Esgotamento parental: cuidar de você também é cuidar dele
Cuidar de uma criança com demandas intensas envolve terapias, escola, relatórios, crises, planos de saúde e uma vigilância que não desliga.
O esgotamento parental é uma consequência previsível desse cenário, e não um sinal de fraqueza ou de falta de amor.
Quais são os sinais de esgotamento parental?
O sinal mais característico é o distanciamento emocional: você continua fazendo tudo o que precisa, mas no piloto automático, sem conexão afetiva com o que está fazendo.

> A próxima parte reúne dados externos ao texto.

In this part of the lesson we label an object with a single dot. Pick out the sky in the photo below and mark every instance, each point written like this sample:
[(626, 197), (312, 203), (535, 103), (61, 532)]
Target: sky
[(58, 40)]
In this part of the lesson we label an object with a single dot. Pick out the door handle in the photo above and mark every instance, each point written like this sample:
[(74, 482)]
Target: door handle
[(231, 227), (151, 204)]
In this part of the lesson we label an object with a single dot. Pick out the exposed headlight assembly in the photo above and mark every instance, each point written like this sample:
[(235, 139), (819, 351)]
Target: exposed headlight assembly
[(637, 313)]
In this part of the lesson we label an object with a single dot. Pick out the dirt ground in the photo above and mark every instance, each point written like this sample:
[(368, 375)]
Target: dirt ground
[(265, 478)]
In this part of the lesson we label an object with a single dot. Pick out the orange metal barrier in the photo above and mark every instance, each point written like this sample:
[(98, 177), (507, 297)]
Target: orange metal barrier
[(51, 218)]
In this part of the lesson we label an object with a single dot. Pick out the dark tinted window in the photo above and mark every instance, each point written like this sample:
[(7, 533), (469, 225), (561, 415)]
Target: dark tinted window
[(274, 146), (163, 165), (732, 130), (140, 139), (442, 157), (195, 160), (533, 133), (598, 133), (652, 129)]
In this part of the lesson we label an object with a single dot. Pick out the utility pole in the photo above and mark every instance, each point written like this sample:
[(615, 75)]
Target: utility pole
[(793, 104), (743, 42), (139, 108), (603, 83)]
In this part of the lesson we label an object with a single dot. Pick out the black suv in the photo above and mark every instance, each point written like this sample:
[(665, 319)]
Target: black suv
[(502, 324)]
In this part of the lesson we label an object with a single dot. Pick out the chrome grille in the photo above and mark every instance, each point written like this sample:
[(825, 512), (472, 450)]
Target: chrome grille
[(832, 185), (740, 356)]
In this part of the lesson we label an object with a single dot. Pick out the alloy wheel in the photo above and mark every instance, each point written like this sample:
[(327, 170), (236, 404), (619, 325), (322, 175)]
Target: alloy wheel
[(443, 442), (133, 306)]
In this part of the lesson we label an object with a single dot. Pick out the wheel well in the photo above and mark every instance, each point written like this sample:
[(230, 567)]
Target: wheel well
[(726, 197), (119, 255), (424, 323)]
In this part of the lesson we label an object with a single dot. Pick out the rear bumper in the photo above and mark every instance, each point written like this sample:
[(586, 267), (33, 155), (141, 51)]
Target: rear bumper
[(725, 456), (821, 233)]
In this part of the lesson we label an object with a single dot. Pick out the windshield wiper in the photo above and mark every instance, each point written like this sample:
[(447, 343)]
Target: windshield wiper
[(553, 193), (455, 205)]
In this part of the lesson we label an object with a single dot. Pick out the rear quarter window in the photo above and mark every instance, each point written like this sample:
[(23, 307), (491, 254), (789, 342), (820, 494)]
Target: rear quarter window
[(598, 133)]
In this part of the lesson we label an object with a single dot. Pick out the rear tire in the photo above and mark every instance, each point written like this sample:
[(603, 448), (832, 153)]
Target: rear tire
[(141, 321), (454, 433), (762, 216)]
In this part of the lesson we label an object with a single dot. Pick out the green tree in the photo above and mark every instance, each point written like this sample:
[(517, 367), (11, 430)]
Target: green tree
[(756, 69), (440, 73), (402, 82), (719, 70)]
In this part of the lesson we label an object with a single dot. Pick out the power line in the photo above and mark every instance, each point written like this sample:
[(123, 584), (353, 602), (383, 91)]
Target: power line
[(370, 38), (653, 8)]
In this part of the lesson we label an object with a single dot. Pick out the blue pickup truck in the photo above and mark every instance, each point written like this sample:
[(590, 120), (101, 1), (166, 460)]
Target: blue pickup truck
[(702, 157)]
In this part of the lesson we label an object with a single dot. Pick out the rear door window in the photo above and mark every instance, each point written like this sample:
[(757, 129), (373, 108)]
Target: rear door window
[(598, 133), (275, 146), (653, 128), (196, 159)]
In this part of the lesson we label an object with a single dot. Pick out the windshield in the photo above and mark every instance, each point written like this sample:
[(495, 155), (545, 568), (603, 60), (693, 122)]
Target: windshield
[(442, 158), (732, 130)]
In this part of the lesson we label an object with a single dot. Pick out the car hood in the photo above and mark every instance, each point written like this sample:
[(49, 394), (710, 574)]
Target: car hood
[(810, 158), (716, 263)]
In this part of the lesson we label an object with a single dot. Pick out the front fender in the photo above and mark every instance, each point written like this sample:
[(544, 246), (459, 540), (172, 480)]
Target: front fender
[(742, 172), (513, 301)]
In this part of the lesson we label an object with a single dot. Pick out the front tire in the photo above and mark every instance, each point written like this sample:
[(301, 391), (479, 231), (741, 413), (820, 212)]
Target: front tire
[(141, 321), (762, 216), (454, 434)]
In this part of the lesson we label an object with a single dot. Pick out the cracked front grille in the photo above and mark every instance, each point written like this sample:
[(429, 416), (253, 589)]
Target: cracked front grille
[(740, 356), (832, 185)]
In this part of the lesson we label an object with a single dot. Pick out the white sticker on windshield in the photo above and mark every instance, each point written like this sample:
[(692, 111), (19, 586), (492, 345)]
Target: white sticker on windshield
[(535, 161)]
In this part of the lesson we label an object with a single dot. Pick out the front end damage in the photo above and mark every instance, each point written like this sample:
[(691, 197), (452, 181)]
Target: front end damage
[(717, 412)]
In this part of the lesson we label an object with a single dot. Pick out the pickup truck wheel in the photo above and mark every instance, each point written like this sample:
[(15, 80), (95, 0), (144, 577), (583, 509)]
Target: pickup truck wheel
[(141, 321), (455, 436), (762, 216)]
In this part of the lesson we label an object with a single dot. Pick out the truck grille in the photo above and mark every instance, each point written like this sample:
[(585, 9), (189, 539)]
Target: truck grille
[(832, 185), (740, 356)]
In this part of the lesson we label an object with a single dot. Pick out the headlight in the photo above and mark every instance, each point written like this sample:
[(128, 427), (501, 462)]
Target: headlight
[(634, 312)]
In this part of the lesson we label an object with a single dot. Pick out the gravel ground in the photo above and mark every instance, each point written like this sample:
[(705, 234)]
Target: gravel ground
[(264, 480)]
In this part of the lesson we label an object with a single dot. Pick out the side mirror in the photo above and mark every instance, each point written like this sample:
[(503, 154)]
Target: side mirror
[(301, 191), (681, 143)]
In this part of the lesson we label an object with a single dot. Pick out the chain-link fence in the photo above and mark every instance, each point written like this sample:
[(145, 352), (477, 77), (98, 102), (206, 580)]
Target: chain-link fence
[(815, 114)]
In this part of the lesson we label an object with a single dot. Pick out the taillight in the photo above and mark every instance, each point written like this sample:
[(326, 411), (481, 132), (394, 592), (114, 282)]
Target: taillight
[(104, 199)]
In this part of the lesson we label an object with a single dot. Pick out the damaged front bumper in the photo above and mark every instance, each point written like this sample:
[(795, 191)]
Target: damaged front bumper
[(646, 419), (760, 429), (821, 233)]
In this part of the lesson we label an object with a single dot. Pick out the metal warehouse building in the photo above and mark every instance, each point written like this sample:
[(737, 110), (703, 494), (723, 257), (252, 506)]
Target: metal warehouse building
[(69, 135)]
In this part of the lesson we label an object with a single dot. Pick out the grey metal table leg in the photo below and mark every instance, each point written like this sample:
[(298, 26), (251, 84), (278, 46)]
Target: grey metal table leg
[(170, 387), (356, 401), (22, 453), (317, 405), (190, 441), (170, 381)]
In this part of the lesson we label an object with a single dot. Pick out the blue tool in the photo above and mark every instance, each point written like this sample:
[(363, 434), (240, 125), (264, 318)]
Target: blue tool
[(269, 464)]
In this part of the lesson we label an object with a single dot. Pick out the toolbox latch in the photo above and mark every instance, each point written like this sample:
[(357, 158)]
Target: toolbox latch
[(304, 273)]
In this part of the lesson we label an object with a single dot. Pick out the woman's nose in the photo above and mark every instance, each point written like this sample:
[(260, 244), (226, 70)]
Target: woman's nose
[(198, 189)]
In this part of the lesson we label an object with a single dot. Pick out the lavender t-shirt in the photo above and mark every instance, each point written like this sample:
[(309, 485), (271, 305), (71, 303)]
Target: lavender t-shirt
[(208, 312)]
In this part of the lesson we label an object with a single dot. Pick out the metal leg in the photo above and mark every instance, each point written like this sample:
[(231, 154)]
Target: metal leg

- Exaustão que não melhora com descanso
- Sensação de estar apenas cumprindo tarefas, sem prazer na relação
- Irritabilidade desproporcional a situações pequenas
- Culpa constante, independentemente do que se faça
- Isolamento social progressivo
- Vontade de fugir seguida de culpa intensa por ter sentido isso
Por que isso é mais comum em famílias atípicas?
Porque a demanda é maior, mais longa e menos compartilhada do que na média, e frequentemente acompanhada de julgamento externo.
Some-se a isso a carga administrativa invisível (agendar, transportar, documentar, brigar por direitos), o luto pelas expectativas iniciais, o impacto financeiro dos tratamentos e a falta de rede de apoio que compreenda o contexto. Não é fragilidade individual: é sobrecarga estrutural.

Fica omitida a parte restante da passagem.